Type II CRISPR-Cas Systems
The signature gene for type II CRISPR-Cas systems is cas9, which encodes a multi-domain protein that combines all the functions of effector complexes and the target DNA cleavage and is essential for the maturation of the crRNA. The type II systems are also known as the “HNH” systems, Streptococcus-like or Nmeni subtype. Every CRISPR-Cas locus of this subtype, in addition to the cas9 gene, also contains the ubiquitous cas1 and cas2 genes. In addition to these three protein-coding genes, the vast majority of type II loci also encompass one or two genes for tracrRNA, an RNA that is partially homologous to the cognate CRISPR.
Type III CRISPR- Cas Systems
All type III systems have the signature gene Cas10 which encodes a multi-domain protein having a palm domain similar to that in cyclases and polymerases of the PolB family. Thus, this protein originally was predicted to be a polymerase. Recently, the structure of Cas10 has been solved and four distinct domains have been identified: the N-terminal cyclase-like domain that adopts the same RRM fold as the palm domain but is not predicted to possess enzymatic activity, a helical domain containing the Zn-binding treble clef motif, the palm domain that retains the catalytic residues and is predicted to be active, and the C-terminal alpha helical domain resembling the thumb domain of A-family DNA polymerase and Cmr5, a small alpha helical protein present in some of the type III CRISPR-Cas systems. Each type III locus also encodes other subunits of effector complexes such as one gene for the small subunit, one gene for a Cas5 group RAMP protein, and usually several genes for Type III CRISPR-Cas systems often do not encode their own cas1 and cas2 genes but use crRNAs produced from CRISPR arrays associated with type I or type II systems.

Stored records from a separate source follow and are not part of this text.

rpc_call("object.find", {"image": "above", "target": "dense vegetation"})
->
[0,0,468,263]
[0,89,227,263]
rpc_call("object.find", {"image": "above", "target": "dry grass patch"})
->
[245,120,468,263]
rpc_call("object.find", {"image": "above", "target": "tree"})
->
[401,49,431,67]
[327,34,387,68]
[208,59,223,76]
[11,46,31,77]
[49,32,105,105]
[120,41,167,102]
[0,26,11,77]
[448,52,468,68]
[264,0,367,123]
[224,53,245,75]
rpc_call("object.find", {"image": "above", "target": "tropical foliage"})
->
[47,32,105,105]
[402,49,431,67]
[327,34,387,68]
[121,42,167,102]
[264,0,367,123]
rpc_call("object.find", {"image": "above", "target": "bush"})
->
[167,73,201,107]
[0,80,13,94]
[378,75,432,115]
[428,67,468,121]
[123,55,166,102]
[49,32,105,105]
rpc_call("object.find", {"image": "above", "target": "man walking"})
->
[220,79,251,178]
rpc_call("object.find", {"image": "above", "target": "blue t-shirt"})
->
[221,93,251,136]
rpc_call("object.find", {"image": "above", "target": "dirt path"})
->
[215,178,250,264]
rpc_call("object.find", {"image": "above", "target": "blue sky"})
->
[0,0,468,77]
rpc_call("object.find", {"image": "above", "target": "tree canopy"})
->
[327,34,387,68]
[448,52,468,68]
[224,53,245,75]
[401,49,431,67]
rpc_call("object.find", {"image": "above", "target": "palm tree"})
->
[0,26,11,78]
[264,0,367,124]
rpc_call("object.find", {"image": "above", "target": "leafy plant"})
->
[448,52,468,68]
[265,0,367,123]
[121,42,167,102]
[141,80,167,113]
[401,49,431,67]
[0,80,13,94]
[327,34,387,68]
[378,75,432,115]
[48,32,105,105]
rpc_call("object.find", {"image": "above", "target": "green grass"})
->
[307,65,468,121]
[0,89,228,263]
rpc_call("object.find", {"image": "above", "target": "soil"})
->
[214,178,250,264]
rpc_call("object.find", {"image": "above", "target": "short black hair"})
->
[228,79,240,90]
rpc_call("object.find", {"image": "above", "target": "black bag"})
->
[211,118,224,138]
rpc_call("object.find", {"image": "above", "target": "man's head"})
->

The composition and organization of type III CRISPR-Cas systems are much more diverse compared with type I systems. The diversity is gained by gene duplications and deletions, domain insertions and fusions, and the presence of additional, poorly characterized domains that presumably are involved in either effector complexes or associated immunity. At least two of the type III variants (one of type III-A and the other of type III-B) are relatively common.
Type IV CRISPR- Cas Systems
Type IV CRISPR-Cas systems, present in many bacterial genomes, often on plasmids, can be typified by the CRISPR-Cas locus in Acidithiobacillus ferrooxidans. Similar to subtype III-A, this system does not have cas1 and cas2 genes and often is not associated with CRISPR arrays. Moreover, in many bacteria, this is the only CRISPR-Cas system, with no CRISPR cassette detectable in the genome. The type IV systems has an effector complex that is consisted of a highly reduced large subunit (csf1), two genes for RAMP proteins of the Cas5 (csf3) and Cas7 (csf2) groups, and, in some cases, a gene for a predicted small subunit. The csf1 gene could be considered a signature gene for the system. There are two distinct subtypes of type IV systems;
- one of which has a DinG family helicase csf4
- the second subtype do not have DinG but typically has it
Type IV CRISPR-Cas systems could be mobile modules that, similar to type III systems, could use crRNA from different CRISPR arrays once these become available.